By the 1980s, most Canadians had become city dwellers, and the majority of workers were in white-collar jobs, generally in the service-producing industries (see Urbanization). Disparities in earnings, living standards and ways of life had been much reduced, especially after 1945 (see Income Distribution). Nevertheless, the various regional economies were still very different. Manufacturing remained largely a matter for Ontario and Quebec, while the four western provinces still generated immense surpluses of natural products. In the Atlantic provinces, living standards after 1945 remained comparatively low and prospects less bright. Partly for this reason, interregional subsidies have become deeply entrenched in Canada’s way of life (see Equalization Payments).

Study of Economic History

Economic history includes the study of the evolution of the economy and economic institutions. Dating to the 19th century, the subject uses ideas from economics, history, geography and political science. It must not be confused with the history of economic ideas or with the interpretation of general history using economic forces.

Distinctive contributions to Canada’s economic history came in the 1920s and 1930s both from economists such as Harold Innis, and from historians such as Donald Creighton, who stressed the importance of what they called “staple products” whose markets were abroad (see Staple Thesis). Emphasizing the importance of Canada’s distinctive geography — the Canadian Shield and the Great LakesSt. Lawrence system — they traced interactions between geography, resources, foreign markets and the inflow of people and funds from abroad. They treated regional growth in relation to the staple products.

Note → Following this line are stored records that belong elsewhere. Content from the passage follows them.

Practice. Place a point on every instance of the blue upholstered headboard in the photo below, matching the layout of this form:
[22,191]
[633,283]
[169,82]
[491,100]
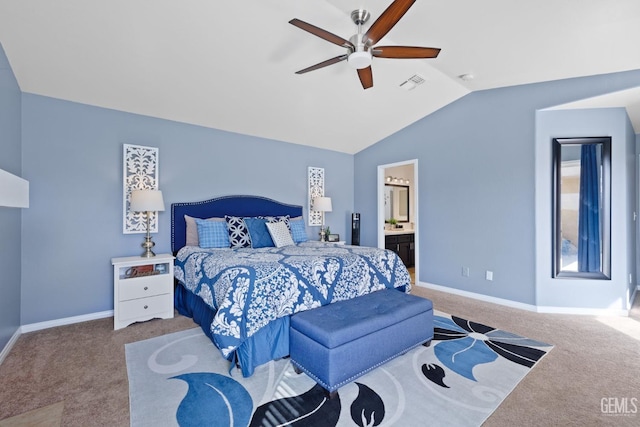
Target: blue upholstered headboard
[221,206]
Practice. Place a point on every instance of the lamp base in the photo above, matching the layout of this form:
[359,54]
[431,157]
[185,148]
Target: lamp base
[147,245]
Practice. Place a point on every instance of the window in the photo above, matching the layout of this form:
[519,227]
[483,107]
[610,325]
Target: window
[582,208]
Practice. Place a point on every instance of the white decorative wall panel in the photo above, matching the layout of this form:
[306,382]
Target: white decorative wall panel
[140,170]
[316,189]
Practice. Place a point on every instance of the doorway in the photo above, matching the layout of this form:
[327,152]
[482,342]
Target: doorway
[397,213]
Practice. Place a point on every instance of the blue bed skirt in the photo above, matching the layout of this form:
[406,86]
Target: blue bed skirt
[269,343]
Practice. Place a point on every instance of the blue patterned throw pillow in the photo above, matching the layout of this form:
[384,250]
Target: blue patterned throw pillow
[283,218]
[280,233]
[260,237]
[298,230]
[212,234]
[238,232]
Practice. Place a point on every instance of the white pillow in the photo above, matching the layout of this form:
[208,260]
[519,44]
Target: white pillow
[280,233]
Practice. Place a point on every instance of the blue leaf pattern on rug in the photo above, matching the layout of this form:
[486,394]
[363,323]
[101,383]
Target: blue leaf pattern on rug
[414,389]
[213,400]
[463,354]
[311,408]
[368,408]
[459,337]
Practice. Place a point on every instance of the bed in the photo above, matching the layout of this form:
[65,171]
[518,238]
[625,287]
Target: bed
[243,297]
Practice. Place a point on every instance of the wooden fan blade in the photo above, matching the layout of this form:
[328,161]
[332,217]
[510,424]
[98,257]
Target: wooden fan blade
[323,64]
[404,52]
[387,20]
[366,77]
[323,34]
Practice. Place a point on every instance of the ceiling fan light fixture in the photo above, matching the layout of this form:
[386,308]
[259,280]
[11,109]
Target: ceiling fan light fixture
[360,60]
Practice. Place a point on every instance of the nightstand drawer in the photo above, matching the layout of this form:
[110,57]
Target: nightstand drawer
[142,287]
[145,308]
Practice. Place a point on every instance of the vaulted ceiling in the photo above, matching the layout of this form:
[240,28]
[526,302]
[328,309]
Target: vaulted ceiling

More recent approaches have supplemented the old with modern economics and statistics. Work has been done in areas including working class history, urban growth, business history, the industrial development of central Canada, that fitted rather poorly into the Staple Thesis. Meanwhile, historical geographers produce invaluable material on settlement patterns and on the growth of towns, while regional studies, which staple theorists treated as components of nation-building, have become routes to regional self-confidence, especially in Quebec and Atlantic Canada. Marxist scholars share business and labour history and other fields with scholars whose ideologies are very different.